Helping drive this impression and create a relaxing mood is the ever-present politeness. Japanese people are always mindful of behaving in the correct way. Give way, don't jostle others, be considerate. Uniformed officials, no matter the agency, greet you with a polite nod or gentle bow. I smiled at two police officers, who each smiled back, then bowed their heads in turn.
This is all part of ‘omotenashi’, which translates as “Japanese hospitality”. In practice, it combines politeness with a desire to maintain harmony and avoid conflict. Deeply influenced by Zen based precepts and the Samurai ‘Bushido’ culture of controlling ones emotions, society has adopted these principles.
There is a serenity that is induced by the politeness, an antidote to usual stresses of city life. Further, it’s done in such a way that no sense of inferiority is conferred. In fact, I found myself bowing in response. Such is the power of cultural norms.
Taken to an art-form that manifests itself in even the way food is presented. Setting aside any foibles about eating raw fish, the delivery is exquisite. Each accompanying piece of pottery, plate, dish and even the table cloth is chosen to complement the food.
I suppose it's possible for us Europeans to interpret the conduct of ordinary Japanese as obsequious. All the genuflection seen as belittling. Such a view would undermine a fundamental truth. The Japanese have recognised the importance of good manners in making life more tolerable. This collective community consensus extends itself to their behaviour at times of crisis. Earthquakes and tsunamis are not made worst by looting or random violence. The police don't need to guard abandoned buildings or waste time dealing with the hooligans. Instead, the people come together, helping each other through the troubles.
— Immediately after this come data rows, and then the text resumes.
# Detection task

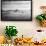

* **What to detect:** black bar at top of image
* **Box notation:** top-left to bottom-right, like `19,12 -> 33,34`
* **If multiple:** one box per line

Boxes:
2,0 -> 32,1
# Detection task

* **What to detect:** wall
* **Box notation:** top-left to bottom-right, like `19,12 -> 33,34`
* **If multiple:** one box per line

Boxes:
0,0 -> 46,36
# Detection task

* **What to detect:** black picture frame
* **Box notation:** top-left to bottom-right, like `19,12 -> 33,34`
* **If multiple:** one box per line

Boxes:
1,0 -> 32,21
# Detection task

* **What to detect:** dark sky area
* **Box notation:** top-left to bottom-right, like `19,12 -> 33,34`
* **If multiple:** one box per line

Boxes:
2,0 -> 31,1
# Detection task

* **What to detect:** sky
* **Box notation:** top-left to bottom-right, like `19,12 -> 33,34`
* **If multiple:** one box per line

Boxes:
2,0 -> 31,1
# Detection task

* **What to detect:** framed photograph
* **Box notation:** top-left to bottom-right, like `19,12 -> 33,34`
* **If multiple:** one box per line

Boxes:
1,0 -> 32,21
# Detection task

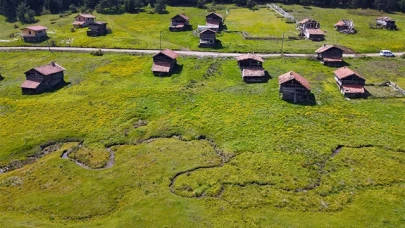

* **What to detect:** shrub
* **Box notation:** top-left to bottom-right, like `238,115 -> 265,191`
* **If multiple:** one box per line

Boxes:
90,49 -> 104,56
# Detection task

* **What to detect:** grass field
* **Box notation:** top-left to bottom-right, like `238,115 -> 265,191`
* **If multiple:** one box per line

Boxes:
0,52 -> 405,227
0,5 -> 405,53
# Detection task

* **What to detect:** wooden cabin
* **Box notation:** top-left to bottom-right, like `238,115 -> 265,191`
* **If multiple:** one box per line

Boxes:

After the 2011 tsunami took down the Fukushima nuclear reactors, a struggle ensued to control radiation leaks. In a selfless act, a group of retired engineers volunteered to undertake the work. They asserted they'd reached an age that the radiations impact of their bodies is unlikely to take hold before their natural deaths. This is a fine and humbling example of the Japanese group culture (shogun-shugi)… the needs of the many are greater than the needs of the few. The rationality of this is self-evident, unsentimental and overpowering.
Meanwhile, the loutish behaviour that exhibits itself in European cultures is pleasingly absent in Japan. Still, the Japanese can be loud when having fun, in particular when alcohol is add to the mix. Although, I never recall it ever getting out of hand or proving threatening to others. The same can’t be said about a Saturday night in London.
Yet, I’m not blind to the downsides. The repressed nature of Japanese culture has produced issues that are a concern. Trains with female-only carriages suggests indecent assaults are a significant challenge. Whilst the inability to vent frustrations or be different must take a mental toll on some.
What can we learn from the Japanese? Well, their politeness is infectious. That's certain. The power of culture to over-ride the individual is evident. That's both a good and bad thing. I'd like to think that if we adopted the politeness of the Japanese, whilst recognising people are different, then the world may be a happier place.
Walter De Havilland was one of the last of the colonial coppers. He served 35 years in the Royal Hong Kong Police and Hong Kong Police Force. He's long retired.